Mas a oposição tornou-se mais séria, tanto que houve uma conspiração entre os inimigos para ir e lutar. “Porém nós oramos ao nosso Deus”. Assim, Neemias calmamente toma medidas: “e pus o povo, pelas suas famílias, com as suas espadas, com as suas lanças e com os seus arcos” (Ne 4:13).
A luta de fé
A mesma coisa tem de ser feita agora, embora não da mesma forma. Com o Cristão, não se trata de lutar com espada, mas, sem dúvida, temos que lutar o bom combate da fé. Isso não somente significa que temos de trabalhar, mas temos de resistir, bem como estar em pé neste dia mau; isto é, temos de estar armados contra as artimanhas do diabo, e não somente estar realizando o trabalho pacífico do Senhor.
Em seguida, o inimigo tenta mais três artimanhas buscando parar a obra de edificação do Senhor. Primeiro, Sambalate e Gésem propõem um encontro no vale de Ono, sem dúvida querendo fazer mal. Mais tarde, Sambalate fingiu que os pagãos estavam acusando Neemias de fortificar Jerusalém para se rebelar contra o rei da Pérsia e para que ele (Neemias) pudesse ser seu rei. Finalmente, outro homem, Semaías, propôs uma reunião na casa do Senhor, alegando que alguns haviam tramado uma conspiração para matar Neemias. Neemias reconheceu claramente quem estava por trás de tudo isso, e todas as tentativas de mais danos foram frustradas.

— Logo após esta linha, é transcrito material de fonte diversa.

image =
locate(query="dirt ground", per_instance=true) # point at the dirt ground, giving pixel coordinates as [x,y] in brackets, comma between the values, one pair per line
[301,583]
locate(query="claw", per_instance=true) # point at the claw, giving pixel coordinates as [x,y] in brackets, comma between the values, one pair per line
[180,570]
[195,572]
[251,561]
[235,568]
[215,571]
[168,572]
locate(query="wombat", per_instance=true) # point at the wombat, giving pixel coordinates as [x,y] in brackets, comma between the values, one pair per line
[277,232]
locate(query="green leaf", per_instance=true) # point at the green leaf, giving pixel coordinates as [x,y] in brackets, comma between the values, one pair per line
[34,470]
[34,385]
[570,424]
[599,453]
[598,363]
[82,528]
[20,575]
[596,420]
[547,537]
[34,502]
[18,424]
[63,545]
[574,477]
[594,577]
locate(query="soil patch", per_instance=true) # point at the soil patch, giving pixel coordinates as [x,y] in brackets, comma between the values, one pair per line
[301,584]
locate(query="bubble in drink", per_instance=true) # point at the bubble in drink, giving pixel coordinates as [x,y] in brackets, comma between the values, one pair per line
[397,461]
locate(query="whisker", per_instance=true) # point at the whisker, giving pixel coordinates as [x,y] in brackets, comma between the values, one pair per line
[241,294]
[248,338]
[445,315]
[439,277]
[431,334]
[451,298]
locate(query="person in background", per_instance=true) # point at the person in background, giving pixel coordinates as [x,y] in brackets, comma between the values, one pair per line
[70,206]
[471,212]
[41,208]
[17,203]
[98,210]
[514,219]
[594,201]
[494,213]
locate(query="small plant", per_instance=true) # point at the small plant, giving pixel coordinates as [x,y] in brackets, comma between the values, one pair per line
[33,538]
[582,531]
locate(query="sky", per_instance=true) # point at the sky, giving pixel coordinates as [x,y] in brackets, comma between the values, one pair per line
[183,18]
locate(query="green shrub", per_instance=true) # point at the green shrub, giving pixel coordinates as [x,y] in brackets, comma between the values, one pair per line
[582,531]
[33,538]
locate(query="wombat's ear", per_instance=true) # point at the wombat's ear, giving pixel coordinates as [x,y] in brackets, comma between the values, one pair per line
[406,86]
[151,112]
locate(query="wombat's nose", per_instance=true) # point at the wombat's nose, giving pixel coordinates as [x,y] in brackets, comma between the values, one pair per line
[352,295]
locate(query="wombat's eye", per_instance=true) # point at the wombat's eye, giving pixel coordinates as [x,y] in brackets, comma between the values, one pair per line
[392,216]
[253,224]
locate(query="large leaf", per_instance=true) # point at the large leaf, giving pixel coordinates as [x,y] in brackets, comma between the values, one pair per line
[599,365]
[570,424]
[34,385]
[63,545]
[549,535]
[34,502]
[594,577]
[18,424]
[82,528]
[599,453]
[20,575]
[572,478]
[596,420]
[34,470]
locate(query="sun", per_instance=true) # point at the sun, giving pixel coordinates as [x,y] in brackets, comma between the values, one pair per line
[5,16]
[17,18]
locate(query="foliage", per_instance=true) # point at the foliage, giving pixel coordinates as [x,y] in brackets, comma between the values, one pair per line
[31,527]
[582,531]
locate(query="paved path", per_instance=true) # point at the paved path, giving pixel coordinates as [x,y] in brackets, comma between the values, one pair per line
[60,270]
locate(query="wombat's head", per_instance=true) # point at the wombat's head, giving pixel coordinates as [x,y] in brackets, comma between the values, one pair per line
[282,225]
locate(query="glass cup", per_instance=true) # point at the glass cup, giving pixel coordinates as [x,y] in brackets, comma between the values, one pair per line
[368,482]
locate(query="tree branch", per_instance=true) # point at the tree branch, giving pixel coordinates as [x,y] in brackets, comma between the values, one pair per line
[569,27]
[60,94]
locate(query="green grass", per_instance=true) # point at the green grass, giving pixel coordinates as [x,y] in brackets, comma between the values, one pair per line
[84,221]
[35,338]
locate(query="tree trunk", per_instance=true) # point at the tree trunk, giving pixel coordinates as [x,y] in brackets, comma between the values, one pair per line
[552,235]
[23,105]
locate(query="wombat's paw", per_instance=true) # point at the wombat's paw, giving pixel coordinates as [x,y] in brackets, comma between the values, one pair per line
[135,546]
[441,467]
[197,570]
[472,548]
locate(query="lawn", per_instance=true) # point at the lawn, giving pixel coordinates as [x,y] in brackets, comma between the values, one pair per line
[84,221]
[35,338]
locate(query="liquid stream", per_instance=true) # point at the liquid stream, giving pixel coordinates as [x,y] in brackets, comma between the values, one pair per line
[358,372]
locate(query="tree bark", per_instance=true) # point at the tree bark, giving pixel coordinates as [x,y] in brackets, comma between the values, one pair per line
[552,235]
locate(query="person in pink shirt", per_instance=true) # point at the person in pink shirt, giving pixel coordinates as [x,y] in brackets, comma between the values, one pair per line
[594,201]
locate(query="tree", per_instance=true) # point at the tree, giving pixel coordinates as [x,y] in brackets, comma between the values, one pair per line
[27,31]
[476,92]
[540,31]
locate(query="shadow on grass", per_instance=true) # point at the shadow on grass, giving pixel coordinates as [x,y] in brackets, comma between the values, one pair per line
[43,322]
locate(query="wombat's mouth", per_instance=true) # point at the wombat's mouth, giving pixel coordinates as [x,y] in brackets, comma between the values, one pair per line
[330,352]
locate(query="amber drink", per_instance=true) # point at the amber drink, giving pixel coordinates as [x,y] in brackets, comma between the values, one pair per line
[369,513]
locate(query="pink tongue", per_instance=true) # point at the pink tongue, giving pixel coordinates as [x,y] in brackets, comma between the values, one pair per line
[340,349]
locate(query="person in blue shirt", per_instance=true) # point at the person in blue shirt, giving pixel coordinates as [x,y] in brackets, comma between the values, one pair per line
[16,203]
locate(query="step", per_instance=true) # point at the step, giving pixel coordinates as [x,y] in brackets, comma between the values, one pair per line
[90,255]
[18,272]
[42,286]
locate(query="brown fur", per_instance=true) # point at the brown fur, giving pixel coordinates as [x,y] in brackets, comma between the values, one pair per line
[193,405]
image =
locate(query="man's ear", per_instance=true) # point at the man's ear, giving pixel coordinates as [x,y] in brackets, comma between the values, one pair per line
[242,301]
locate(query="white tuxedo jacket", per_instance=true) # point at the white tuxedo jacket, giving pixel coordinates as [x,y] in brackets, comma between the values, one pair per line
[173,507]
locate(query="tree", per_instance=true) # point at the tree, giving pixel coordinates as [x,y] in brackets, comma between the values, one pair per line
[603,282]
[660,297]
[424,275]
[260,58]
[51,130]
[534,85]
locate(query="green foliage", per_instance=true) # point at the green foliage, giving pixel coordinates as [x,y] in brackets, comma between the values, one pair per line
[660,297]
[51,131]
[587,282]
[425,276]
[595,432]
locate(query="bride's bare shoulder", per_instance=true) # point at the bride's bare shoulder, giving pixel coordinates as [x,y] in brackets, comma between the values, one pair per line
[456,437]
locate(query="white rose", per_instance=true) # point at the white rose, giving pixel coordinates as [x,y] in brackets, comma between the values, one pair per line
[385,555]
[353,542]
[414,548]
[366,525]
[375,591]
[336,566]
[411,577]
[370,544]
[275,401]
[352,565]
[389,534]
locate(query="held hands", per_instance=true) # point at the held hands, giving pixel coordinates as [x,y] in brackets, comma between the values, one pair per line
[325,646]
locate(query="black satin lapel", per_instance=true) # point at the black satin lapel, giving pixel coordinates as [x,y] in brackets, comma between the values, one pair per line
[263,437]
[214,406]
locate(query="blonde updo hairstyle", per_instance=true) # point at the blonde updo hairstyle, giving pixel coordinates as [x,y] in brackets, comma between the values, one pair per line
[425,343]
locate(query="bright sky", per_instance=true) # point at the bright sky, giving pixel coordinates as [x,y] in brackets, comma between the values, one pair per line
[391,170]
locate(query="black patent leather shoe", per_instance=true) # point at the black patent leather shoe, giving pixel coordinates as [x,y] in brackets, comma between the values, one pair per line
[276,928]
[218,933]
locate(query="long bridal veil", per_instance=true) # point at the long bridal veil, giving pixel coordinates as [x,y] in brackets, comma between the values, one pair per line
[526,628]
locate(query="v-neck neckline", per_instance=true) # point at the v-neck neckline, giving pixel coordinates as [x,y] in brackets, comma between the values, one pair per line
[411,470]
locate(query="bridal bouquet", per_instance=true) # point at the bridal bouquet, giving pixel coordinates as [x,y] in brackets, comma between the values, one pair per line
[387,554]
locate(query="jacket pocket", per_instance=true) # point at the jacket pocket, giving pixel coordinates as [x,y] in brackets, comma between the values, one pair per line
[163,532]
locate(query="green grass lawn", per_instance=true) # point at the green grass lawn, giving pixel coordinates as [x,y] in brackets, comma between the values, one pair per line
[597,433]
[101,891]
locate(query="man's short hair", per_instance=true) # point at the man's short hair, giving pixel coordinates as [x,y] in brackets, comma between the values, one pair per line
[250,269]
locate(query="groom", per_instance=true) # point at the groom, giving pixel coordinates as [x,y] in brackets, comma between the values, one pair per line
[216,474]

Finalmente, lemos em Neemias 7:1 que “o muro fora edificado”! Deus tinha sido fiel, e o povo tinha edificado em fé. No entanto, ainda era um tempo para ser cauteloso, pois Neemias ordenou que as portas de Jerusalém não fossem abertas “até que o Sol aqueça” (Ne 7:3). Como nos dias de Neemias, assim em nossos dias precisamos edificar o muro de separação daquilo que não está de acordo com a mente de Deus e não abrir as portas até que a clara luz do dia (figurativamente falando) nos assegure que é seguro fazê-lo.